Het college maakt gebruik van de in de wetten opgenomen bevoegdheid tot terugvordering van een voorschot, ten onrechte of tot een te hoog bedrag verstrekte uitkering of langdurigheidtoeslag. Het college stelt daartoe beleidsregels op.
Het college maakt gebruik van de in de wetten opgenomen bevoegdheid tot invordering van een voorschot, ten onrechte of tot een te hoog bedrag verstrekte uitkering of langdurigheidtoeslag. Het college stelt daartoe beleidsregels op.

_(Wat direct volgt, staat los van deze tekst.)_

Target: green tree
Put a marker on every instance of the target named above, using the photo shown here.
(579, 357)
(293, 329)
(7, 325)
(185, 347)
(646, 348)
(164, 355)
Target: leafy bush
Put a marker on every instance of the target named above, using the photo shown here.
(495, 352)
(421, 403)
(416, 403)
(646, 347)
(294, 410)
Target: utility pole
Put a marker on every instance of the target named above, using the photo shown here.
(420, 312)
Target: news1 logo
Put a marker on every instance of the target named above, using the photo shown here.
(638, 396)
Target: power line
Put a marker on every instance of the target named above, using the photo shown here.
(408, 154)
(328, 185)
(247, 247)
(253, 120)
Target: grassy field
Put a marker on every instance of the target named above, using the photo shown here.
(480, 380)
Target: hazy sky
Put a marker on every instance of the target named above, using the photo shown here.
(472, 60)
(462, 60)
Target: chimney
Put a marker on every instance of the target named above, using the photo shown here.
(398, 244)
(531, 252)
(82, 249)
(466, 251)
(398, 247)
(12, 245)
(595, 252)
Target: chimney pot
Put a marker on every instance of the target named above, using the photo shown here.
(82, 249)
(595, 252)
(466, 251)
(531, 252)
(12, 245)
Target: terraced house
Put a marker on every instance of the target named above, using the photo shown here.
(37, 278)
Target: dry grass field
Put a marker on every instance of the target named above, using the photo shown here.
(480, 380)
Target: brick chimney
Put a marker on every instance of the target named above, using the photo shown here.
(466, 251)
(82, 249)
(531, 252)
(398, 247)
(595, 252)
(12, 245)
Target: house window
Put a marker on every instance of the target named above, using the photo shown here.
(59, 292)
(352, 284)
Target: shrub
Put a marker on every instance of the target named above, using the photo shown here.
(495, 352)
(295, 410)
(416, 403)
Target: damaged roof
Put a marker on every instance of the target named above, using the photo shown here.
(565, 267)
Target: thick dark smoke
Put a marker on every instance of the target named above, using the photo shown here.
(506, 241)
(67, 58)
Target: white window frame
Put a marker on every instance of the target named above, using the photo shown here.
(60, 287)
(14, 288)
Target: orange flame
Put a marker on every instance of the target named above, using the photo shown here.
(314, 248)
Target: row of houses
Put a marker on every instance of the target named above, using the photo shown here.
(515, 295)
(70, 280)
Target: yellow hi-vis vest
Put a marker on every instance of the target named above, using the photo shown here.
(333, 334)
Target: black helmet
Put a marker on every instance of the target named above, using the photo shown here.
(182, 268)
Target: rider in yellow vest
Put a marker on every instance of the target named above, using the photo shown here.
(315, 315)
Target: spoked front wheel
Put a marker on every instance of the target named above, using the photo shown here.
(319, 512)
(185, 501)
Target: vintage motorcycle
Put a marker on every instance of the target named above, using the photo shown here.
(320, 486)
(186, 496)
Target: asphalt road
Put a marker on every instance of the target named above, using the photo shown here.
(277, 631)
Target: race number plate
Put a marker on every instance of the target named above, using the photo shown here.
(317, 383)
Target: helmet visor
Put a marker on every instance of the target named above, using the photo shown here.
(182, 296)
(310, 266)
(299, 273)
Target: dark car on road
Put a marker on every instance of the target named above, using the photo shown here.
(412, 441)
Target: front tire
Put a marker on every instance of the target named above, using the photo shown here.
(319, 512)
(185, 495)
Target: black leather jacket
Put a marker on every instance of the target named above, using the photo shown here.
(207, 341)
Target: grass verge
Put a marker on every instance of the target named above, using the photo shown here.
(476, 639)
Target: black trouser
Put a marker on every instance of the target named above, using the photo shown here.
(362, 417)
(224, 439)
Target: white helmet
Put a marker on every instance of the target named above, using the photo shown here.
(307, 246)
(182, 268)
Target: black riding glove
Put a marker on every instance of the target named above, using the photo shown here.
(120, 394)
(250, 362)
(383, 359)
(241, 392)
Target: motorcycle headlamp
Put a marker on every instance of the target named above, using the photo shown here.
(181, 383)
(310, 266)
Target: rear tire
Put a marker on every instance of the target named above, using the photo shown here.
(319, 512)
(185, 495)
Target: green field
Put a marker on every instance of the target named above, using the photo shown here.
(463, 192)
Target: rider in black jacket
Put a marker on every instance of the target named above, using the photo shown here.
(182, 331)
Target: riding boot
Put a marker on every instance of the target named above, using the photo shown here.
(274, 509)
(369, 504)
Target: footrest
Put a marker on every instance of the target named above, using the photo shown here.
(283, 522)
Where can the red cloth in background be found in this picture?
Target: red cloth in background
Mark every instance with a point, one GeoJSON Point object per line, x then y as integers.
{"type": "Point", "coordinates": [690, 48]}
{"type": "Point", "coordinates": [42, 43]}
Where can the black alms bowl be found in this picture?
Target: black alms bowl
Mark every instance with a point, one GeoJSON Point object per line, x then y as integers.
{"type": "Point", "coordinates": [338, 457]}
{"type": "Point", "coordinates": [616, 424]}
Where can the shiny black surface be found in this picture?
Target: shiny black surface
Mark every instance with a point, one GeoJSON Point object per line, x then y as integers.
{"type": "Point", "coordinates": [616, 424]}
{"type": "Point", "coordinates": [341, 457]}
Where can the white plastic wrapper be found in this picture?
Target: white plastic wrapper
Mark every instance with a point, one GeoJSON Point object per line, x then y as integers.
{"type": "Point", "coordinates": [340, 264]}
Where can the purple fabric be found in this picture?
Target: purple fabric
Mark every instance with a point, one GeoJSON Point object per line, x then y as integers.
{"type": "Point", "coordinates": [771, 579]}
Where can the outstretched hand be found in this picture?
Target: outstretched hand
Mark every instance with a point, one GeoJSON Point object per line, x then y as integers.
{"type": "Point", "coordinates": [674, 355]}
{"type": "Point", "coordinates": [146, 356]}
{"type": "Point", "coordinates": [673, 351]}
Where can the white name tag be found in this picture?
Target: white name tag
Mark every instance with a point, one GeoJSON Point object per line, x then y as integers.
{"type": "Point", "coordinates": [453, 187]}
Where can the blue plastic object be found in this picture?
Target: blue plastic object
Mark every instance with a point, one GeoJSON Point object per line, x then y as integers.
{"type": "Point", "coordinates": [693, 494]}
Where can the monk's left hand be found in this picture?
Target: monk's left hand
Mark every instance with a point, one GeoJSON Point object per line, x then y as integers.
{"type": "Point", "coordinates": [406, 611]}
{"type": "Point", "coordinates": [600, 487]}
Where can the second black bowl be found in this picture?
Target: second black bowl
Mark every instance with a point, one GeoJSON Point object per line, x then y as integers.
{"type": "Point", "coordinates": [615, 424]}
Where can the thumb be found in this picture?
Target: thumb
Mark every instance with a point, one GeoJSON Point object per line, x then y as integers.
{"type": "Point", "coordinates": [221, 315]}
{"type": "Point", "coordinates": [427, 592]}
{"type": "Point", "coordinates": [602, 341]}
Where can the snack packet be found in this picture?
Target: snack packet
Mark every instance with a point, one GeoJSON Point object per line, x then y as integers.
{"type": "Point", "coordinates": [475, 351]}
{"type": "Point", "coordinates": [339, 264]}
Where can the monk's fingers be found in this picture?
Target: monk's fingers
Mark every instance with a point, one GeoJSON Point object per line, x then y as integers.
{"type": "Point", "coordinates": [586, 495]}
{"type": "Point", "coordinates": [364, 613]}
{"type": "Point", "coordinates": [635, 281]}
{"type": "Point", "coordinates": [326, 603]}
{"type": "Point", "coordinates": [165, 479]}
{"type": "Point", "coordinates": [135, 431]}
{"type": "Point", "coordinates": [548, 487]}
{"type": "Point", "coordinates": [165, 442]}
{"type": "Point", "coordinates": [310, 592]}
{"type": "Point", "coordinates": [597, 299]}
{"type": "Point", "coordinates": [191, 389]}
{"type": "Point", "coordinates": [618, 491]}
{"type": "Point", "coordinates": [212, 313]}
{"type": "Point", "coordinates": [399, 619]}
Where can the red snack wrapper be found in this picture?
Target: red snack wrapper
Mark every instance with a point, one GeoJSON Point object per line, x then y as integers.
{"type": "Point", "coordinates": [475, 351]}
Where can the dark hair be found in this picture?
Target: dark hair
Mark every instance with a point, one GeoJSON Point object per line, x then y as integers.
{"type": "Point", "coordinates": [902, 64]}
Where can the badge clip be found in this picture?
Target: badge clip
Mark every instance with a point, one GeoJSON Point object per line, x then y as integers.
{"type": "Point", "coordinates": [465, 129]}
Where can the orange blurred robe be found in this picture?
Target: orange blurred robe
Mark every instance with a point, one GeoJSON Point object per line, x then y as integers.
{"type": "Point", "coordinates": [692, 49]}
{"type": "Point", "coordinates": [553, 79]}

Het college maakt gebruik van de in de wet opgenomen bevoegdheid tot herziening en opschorting van het recht op uitkering en de langdurigheidstoeslag. Het college stelt daartoe beleidsregels op.
1. Deze verordening treedt in werking op 1 januari 2005 en werkt met betrekking tot artikel 5, 6 en 7 terug tot 1 januari 2004.
2. Deze verordening kan worden aangehaald als: Verordening Fraudebeleid Den Haag.